Armazenamento na Suíça

Imagem do laboratório da EBF na Suíça (Crédito: imagem cedida pela Tomorrow Bio)

Ao chegarem no local em que são armazenados, um laboratório subterrâneo em uma região próxima de Zurique, na Suíça, os clientes são colocados em temperaturas criogênicas e submergidos em um contêiner com nitrogênio líquido. “Em teoria, nesse nível, você preserva uma pessoa indefinidamente”, declara Pinheiro.

O empresário esclarece que os corpos são inseridos em um equipamento semelhante a um cilindro espelhado por dentro. “É como se fosse uma grande cápsula de aço inox com três metros de altura em que você consegue colocar quatro pessoas ou oito cérebros”, afirma o brasileiro, acrescentando que o motivo de não existirem compartimentos únicos é econômico.

Conforme Pinheiro, a Tomorrow Bio está em um projeto com a Universidade de Sevilha, na Espanha, para estudar como os corpos podem ser reaquecidos depois de submetidos ao nitrogênio líquido. “Há uma série de problemas técnicos que precisam ser resolvidos”, comenta.

Até o momento, sete pacientes foram criopreservados e o primeiro cliente foi submetido no início de 2023. “A gente deve ter alguns casos ainda este ano com alguns membros que estão em uma doença terminal ou em estado avançado. Tem uma senhora da nobreza alemã (inscrita) que já está com 92 anos”, contempla Pinheiro.

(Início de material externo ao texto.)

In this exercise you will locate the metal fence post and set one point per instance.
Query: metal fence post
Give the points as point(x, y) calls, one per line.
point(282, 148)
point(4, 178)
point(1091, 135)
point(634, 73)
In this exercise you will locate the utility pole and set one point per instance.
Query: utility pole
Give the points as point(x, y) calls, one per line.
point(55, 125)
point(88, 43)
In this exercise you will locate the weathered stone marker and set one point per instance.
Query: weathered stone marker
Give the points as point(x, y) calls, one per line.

Ao todo, o complexo na Suíça possui capacidade máxima para receber 250 pessoas, mas pode ser expandido. Entretanto, o brasileiro acredita que um processo para aumentar as vagas irá demorar, já que a idade média dos clientes é de 36 anos. “Estamos tranquilos quanto a isso.”

Tomorrow Bio

O complexo que armazena os corpos de pacientes fica localizado em região próxima de Zurique, na Suíça (Crédito: imagem cedida pela Tomorrow Bio)

O empresário explica que qualquer pessoa pode se inscrever no processo de criopreservação e o cliente precisa ler um documento que o informa de que não há garantias de sucesso. “A maioria dos nossos membros estão cientes disso, concordam com isso e acreditam que essa tecnologia irá funcionar um dia”, afirma.

O brasileiro complementa que indivíduos de qualquer idade podem se inscrever e até mesmo animais de estimação também podem ser submetidos ao procedimento. “Tem pessoas que colocam a família inteira”, comenta Pinheiro, explicando que os corpos dos pacientes são categorizados como “doados para a ciência”.

Ainda, Pinheiro acrescenta que parte do montante pago pelos pacientes vai para a TPF (Tomorrow Patient Foundation), uma organização sem fins lucrativos associada à Tomorrow Bio composta por um conselho voluntário de pessoas que também serão criopreservadas e investe as quantias em ativos de baixo risco, como títulos do Tesouro dos Estados Unidos, para cobrir a inflação. “O único propósito (da TPF) é garantir que as pessoas estão preservadas de maneira correta e ser o guardião legal do paciente”, explica.

Pinheiro revelou que há uma expectativa de expandir os negócios da Tomorrow Bio para os Estados Unidos e, futuramente, ao México e ao Brasil.